When asked to identify the specific safety concerns he and his colleague share, Criscione replied: “We now believe that dams fill at a rate higher than they did 30 years ago. This poses a threat to a good fraction of the American nuclear fleet. There are 104 plants, and it’s an issue for approximately one-fifth of them.”
Millions of Americans would be affected should these nuclear plants go the way of the Fukushima facility in Japan, which was hit by a devastating tsunami on March 11, 2011, resulting in a meltdown.
Criscione continued: “These plants have been downstream of these dams for decades, and when we originally gave them their licenses, we thought the failure rates for these dams were about 100 times less than we currently think they are today. I don’t fault the people who license those plants, but engineering concepts have changed over the last 40 years and we’re not going back and readdressing them in the manner that a responsible agency would.”
The NRC argues that the redactions in Perkins’s report were necessary to prevent terrorists from exploiting plant vulnerabilities.
Criscione doesn’t buy it.
“I have not seen anything to indicate that we’ve made any effort at the NRC to determine what exactly the security threats are,” said Criscione. “For a few plants, we’ve known about the vulnerability for six or seven years, and we’re claiming that it’s such a security threat that we can’t present it to the American people? This is hypocritical. If you’re going to conceal something for a year or so while you investigate the security aspects of it, that’s common sense. But you don’t withhold it for seven years and do no studies whatsoever. Your average citizen wouldn’t expect that from a regulatory agency. If your regulator believes there is a security threat, he’s going to investigate it or do something to mitigate that threat.”

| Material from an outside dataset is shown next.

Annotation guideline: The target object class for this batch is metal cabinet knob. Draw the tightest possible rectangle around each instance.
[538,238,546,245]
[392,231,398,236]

Criscione has sent letters of concern to NRC chairwoman Alison MacFarlane and Sen. Barbara Boxer (D-Calif.). When asked if this has helped compel the agency to take action, Criscione replied: “I guess the answer is no. I haven’t been interviewed by the inspector general” and “I haven’t received any indication that things have changed at all.”
Although Criscione is critical of the NRC’s inaction and secrecy, he does not suspect they are concealing a more nefarious agenda.
“It’s just general incompetence,” he opined. “The NRC is an agency of [about] 3,000 people and there is a fair amount of turnover. I think we just dropped the ball at peak times and critical stages throughout the last couple of years and the issue didn’t get addressed to the level it should [have been].”
This AFP reporter also consulted Arnold Gundersen, a former nuclear power executive who served as an expert witness in the investigation of the Three Mile Island incident. Gundersen applauds Perkins and Criscione for going public, but has a different take on why the NRC is failing to enforce strict safety regulations.
“We’ve got a pro-nuclear commission and employees at the NRC who are painfully aware that if they do any major modification to these facilities the industry will shut plants down rather than fix them because they become too expensive to operate,” said Gundersen. “The NRC guys get paid by the number of reactors that are out there. So if 20 reactors shut down, NRC funds dry up by about 20%. That leaves them with more people to do less work. My guess is there would be layoffs. So it’s in their best interest to regulate up to the point of modification.”
Keith Johnson in an investigative journalist and host of the Revolt of the Plebs radio program.